Sept. 8 (UPI) — Presidential hopefuls Kamala Harris and Donald Trump took a break from the campaign trail Sunday, and remain deep in preparations for Tuesday’s debate in Philadelphia, the first time the two will face off onstage.
Polls show a tightening race with no clear leader and the debate could be critical in turning the contest.
Trump held a rally in Wisconsin on Saturday where he lambasted Harris and her vice presidential running mate Minnesota Gov. Tim Walz and mentioned Tuesday’s scheduled debate, while harkening back to his debate with President Joe Biden in which the president stumbled badly.
Trump said during the Wisconsin appearance that the country is run by “stupid people” and that we “found that out at the debate with Joe (Biden).”
“We’re going to find it out again on Tuesday night. Is anybody going to be watching?” Trump asked the crowd. The former president predicted that pundits would say he lost the debate, even “if I destroy her.”
Harris continued her senate preparations while in Pittsburgh while Walz delivered the keynote address at a Human Rights Campaign dinner Saturday night where he took issue with the GOP’s stance on gun control and LGBTQ+ issues.
Harris is scheduled to be in North Carolina on Thursday and Pennsylvania on Friday.
Trump’s campaign website shows no events scheduled. His running mate, Ohio Sen J.D. Vance, plans to be at a fundraiser in Los Angeles on Sunday after speaking at campaign rallies in the Phoenix area last week.

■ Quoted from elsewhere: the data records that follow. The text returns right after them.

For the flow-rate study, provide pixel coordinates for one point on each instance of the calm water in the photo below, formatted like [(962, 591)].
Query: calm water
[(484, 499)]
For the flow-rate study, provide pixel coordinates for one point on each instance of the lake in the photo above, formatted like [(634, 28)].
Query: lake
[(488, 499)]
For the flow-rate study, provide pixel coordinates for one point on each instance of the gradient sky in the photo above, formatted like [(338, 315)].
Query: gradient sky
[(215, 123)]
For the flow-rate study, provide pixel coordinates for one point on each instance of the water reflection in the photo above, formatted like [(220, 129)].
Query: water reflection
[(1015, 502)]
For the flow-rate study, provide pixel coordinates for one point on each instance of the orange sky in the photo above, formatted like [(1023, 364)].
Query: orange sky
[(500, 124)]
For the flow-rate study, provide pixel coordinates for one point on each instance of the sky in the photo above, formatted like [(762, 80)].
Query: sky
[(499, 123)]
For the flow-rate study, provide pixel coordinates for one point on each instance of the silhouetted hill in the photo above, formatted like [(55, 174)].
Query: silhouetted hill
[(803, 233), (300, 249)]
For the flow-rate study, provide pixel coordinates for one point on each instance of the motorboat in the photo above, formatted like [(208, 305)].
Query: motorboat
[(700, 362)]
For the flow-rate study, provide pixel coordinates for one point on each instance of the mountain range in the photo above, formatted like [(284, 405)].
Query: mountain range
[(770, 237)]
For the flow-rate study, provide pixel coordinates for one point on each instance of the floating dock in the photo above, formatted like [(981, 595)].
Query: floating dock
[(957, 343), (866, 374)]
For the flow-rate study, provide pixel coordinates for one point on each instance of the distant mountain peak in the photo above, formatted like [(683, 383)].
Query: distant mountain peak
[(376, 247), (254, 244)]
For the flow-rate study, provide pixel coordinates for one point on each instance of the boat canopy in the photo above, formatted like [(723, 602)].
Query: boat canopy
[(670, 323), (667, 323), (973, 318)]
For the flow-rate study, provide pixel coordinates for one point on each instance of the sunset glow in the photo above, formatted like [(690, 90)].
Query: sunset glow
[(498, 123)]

Hawkish former Vice President Dick Cheney has taken the unusual step of endorsing Harris, calling Trump a “historic threat to our republic,” Cheney is also the father of former Rep. Liz Cheney, R-Wyo., whom Trump shunned when she would not support him. Liz Cheney said she will vote and Harris and campaign against Trump in key states.
Former President George W. Bush won’t endorse a candidate in the election because “President Bush retired from presidential politics years ago,” his office said Saturday.
Former GOP candidate Nikki Haley, who has endorsed Trump, said Sunday on CBS’s Face the Nation she hasn’t been asked to campaign for Trump and isn’t advising him or his campaign, but she remains “on standby.”